Source code for thoth.ingestion.task_queue

"""Cloud Tasks client for batch ingestion processing.

This module provides a client for enqueueing ingestion batches to Cloud Tasks,
enabling parallel processing of large document collections.
"""

from dataclasses import dataclass
import json
import os
from typing import Any

from google.cloud import tasks_v2
from google.protobuf import timestamp_pb2

from thoth.shared.utils.logger import setup_logger

logger = setup_logger(__name__)



[docs]
@dataclass
class BatchTask:
    """Represents a batch processing task."""

    job_id: str
    batch_id: str
    start_index: int
    end_index: int
    collection_name: str
    source: str
    file_list: list[str] | None = None  # Optional pre-computed file list




[docs]
class TaskQueueClient:
    """Client for enqueueing tasks to Cloud Tasks."""


[docs]
    def __init__(
        self,
        project_id: str | None = None,
        location: str | None = None,
        queue_name: str | None = None,
        service_url: str | None = None,
        service_account_email: str | None = None,
    ):
        """Initialize the Cloud Tasks client.

        Args:
            project_id: GCP project ID (default: from GCP_PROJECT_ID env)
            location: Cloud Tasks location/region (default: from CLOUD_TASKS_LOCATION env)
            queue_name: Cloud Tasks queue name (default: from CLOUD_TASKS_QUEUE env)
            service_url: Cloud Run service URL for callbacks (default: from CLOUD_RUN_SERVICE_URL env)
            service_account_email: Service account for OIDC auth (default: from SERVICE_ACCOUNT_EMAIL env)
        """
        self.project_id = project_id or os.getenv("GCP_PROJECT_ID")
        self.location = location or os.getenv("CLOUD_TASKS_LOCATION", "us-central1")
        self.queue_name = queue_name or os.getenv("CLOUD_TASKS_QUEUE")
        self.service_url = service_url or os.getenv("CLOUD_RUN_SERVICE_URL")
        self.service_account_email = service_account_email or os.getenv("SERVICE_ACCOUNT_EMAIL")

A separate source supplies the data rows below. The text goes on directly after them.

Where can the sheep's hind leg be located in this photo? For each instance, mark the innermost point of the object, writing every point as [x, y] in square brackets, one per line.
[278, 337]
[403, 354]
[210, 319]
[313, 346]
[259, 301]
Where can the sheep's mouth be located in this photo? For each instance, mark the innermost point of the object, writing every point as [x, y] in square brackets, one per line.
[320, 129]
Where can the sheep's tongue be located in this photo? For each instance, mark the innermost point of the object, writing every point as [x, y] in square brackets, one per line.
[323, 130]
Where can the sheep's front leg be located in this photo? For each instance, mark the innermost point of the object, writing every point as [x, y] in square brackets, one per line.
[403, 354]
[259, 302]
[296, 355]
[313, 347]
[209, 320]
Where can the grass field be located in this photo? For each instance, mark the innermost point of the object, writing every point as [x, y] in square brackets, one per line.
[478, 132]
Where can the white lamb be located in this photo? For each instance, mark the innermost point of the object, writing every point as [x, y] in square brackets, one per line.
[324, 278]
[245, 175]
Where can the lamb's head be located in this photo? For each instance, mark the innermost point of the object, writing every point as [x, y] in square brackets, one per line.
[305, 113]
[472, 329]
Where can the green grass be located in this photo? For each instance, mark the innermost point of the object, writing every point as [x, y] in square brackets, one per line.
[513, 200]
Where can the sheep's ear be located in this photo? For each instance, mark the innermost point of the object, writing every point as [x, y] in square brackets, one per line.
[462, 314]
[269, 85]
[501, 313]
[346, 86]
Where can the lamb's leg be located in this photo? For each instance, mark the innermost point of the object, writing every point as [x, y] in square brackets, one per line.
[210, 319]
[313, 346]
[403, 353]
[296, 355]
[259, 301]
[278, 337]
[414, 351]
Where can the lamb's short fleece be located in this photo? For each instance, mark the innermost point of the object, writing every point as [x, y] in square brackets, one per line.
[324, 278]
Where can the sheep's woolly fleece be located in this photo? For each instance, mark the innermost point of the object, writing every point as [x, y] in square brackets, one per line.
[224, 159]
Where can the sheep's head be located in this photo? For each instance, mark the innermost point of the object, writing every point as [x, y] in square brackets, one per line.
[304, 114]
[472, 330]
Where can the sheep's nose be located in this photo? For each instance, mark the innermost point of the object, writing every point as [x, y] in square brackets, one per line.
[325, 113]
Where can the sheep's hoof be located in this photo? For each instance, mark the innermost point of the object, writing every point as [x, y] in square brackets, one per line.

        if not all([self.project_id, self.queue_name, self.service_url]):
            logger.warning(
                "Cloud Tasks not fully configured. Missing: project_id=%s, queue_name=%s, service_url=%s",
                bool(self.project_id),
                bool(self.queue_name),
                bool(self.service_url),
            )

        self._client: tasks_v2.CloudTasksClient | None = None


    @property
    def client(self) -> tasks_v2.CloudTasksClient:
        """Lazy-initialize the Cloud Tasks client."""
        if self._client is None:
            self._client = tasks_v2.CloudTasksClient()
        return self._client

    @property
    def queue_path(self) -> str:
        """Get the full queue path."""
        if not self.project_id or not self.location or not self.queue_name:
            msg = "Cloud Tasks not configured: missing project_id, location, or queue_name"
            raise ValueError(msg)
        return self.client.queue_path(self.project_id, self.location, self.queue_name)


[docs]
    def is_configured(self) -> bool:
        """Check if Cloud Tasks is properly configured."""
        return all([self.project_id, self.queue_name, self.service_url])



[docs]
    def enqueue_batch(
        self,
        batch: BatchTask,
        delay_seconds: int = 0,
    ) -> str | None:
        """Enqueue a batch processing task.

        Args:
            batch: BatchTask with batch details
            delay_seconds: Optional delay before task execution

        Returns:
            Task name if successful, None if failed
        """
        if not self.is_configured():
            logger.error("Cloud Tasks not configured, cannot enqueue batch")
            return None

        try:
            # Build the request payload
            payload = {
                "job_id": batch.job_id,
                "batch_id": batch.batch_id,
                "start_index": batch.start_index,
                "end_index": batch.end_index,
                "collection_name": batch.collection_name,
                "source": batch.source,
            }

            # Include file list if provided (for smaller batches)
            if batch.file_list is not None:
                payload["file_list"] = batch.file_list

            # Build the HTTP request
            if not self.service_url:
                logger.error("service_url is not configured")
                return None
            url = f"{self.service_url.rstrip('/')}/ingest-batch"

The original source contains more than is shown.